# TTOC membership



## wayside (Apr 22, 2007)

Hi,
nearly 6 weeks now since Donington, where I parted with my cash to join TTOC. No sign of me getting my membership details...is anyone else who joined on 1st July still waiting? What's going on...?


----------



## Craigie Boy (May 22, 2007)

Hi, we got our pack yesterday after joining at Donny....so it'll be on it's way.


----------



## SOFTTY (Aug 9, 2007)

royal mail strike ?  i havent got my t-shirt and hat and was sent mid week 1st class recorded waited ages would of been nice to have it for ace cafe


----------



## audi975 (May 6, 2007)

Well m8, i joined at Donnington Too, payed cash and no sign either, tryed chasing it up 3 times now. 
Clived is having a look at it for me, i know the club is ran by volunteers, but am seriously dissapointed and wishing i hadnt bothered as after looking into it am not sure if the benefits will enrich my life :?


----------



## clived (May 6, 2002)

Hi All,

We're aware there have been some significant delays in getting some of the membership packs from Donington dispatched. It seems we're nearly at the end of this, with many of you having let us know that you have received your packs. I'm currently looking at audi975's order, but if anyone else is still waiting for a membership purchased at Donington, or any other membership order that is more than 6 weeks old, please let me know direct.

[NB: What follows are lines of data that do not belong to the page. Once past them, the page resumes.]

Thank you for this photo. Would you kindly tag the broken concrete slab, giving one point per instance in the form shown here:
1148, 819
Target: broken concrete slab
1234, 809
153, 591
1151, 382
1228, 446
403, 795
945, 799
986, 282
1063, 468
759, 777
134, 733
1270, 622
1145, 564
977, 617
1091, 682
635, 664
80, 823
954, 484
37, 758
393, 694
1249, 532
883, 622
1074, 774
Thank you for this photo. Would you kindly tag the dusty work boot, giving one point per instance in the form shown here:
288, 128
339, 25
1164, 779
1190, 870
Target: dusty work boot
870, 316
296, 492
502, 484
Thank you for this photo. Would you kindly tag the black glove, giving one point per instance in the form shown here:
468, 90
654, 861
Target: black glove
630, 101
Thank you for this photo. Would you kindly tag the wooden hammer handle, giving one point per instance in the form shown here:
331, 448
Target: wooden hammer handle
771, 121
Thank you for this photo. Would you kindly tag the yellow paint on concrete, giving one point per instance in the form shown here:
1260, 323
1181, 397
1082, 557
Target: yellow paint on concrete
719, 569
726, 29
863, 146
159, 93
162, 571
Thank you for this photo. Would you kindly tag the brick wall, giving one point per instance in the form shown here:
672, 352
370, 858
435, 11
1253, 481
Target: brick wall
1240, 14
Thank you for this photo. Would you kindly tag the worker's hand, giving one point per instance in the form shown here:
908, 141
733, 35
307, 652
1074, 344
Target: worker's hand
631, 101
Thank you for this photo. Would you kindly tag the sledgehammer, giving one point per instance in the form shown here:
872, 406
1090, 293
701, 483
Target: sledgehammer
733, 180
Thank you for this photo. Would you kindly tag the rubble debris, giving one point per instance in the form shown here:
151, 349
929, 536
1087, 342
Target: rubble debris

Softty - did your T shirt arrive?

Regards, Clive


----------



## Nem (Feb 14, 2005)

clived said:


> Softty - did your T shirt arrive?


It did, just as he was going out the door for the Ace Cafe meet! So it was literally just in time. 

Nick


----------



## t7 (Nov 2, 2002)

All outstanding packs and renewals have been dispatched this week and some have already been recieved. Any outstanding membership cards will be mailed tonight. If you do not receive your membership pack by the weekend then please let us know.

Thanks to all for your patience.

Lou


----------